Ligand‐Dependent Reversal Kinetics of Mu Opioid Receptor Agonists by the Novel Antagonist, Methocinnamox

Abstract

Naloxone (NLX) is a competitive antagonist at the mu opioid receptor and is currently the only pharmacological intervention available to treat an opioid overdose. Unfortunately, NLX is limited by its surmountability and its rapid metabolism/clearance can lead to a reemergence of narcotic effects (renarcotization). Methocinnamox (MCAM) is a long‐acting antagonist at mu receptors both in vivo and in vitro. In addition to its orthosteric antagonism, we have found that MCAM differentially modulates orthosteric properties (affinity and/or efficacy) of mu agonists via an allosteric mechanism (Zamora, Smith, et al. (2021). Pharmacology Research & Perspectives. https://doi.org/10.1002/prp2.887). To further explore the interactions between MCAM and the human mu opioid receptor, we compared the rate by which MCAM and NLX reverse cAMP inhibition by the mu receptor agonists DAMGO and fentanyl. Treatment with either DAMGO or fentanyl (~ 30 x EC50) inhibited forskolin (FSK)‐stimulated intracellular cAMP levels. When administered 20 min after agonist, NLX (400 nM; ~100 x Ki) reversed DAMGO‐ and fentanyl‐mediated inhibition of cAMP production at a similar rate (25.4% ± 2.5 min‐1 vs 26.8% ± 5.5 min‐1, respectively). Since reversal by NLX was driven mostly by dissociation of the agonists, the similar rate of reversal by NLX indicate that DAMGO and fentanyl dissociate from the receptor at similar rates. Reversal by MCAM (100 nM; ~ 100 x Ki) however was ligand‐dependent.
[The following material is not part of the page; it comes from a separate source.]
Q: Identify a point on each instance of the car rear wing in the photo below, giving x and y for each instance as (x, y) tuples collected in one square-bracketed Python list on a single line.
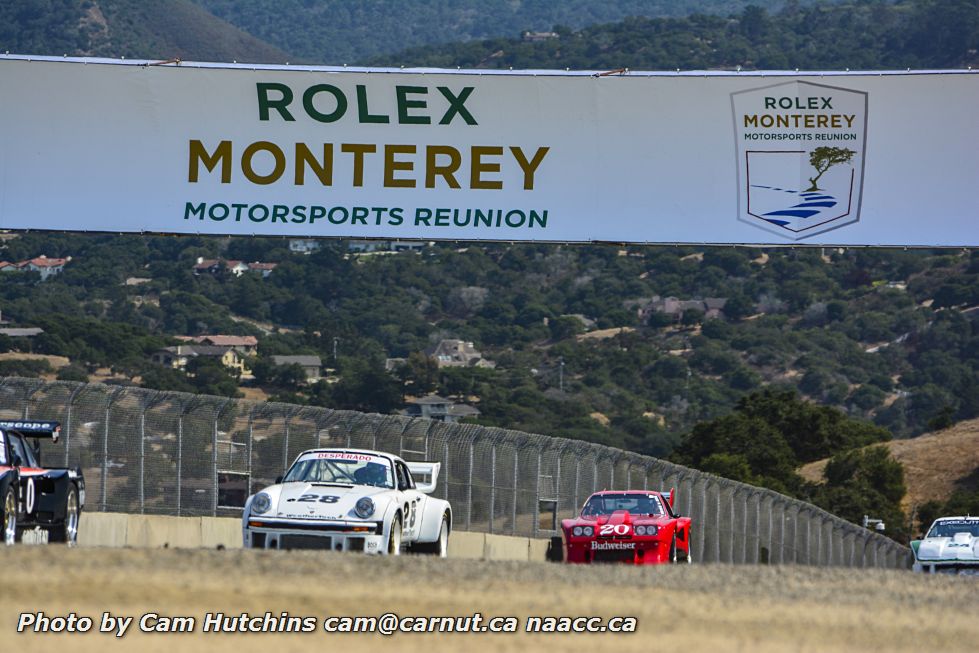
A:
[(425, 475), (33, 429)]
The rate of reversal of DAMGO‐mediated inhibition by MCAM was 11.7% ± 1.3 min‐1, whereas reversal of fentanyl was slower (4.1% ± 0.9 min‐1; P<0.001). The ligand‐dependence of MCAM’s reversal kinetics on DAMGO vs fentanyl’s inhibition of cAMP production is consistent with the reported allosteric action of MCAM, and may be explained by modulation of ligand dissociation by MCAM. Together, these data suggest in addition to its orthosteric antagonism, MCAM may allosterically modulate the binding of mu agonists.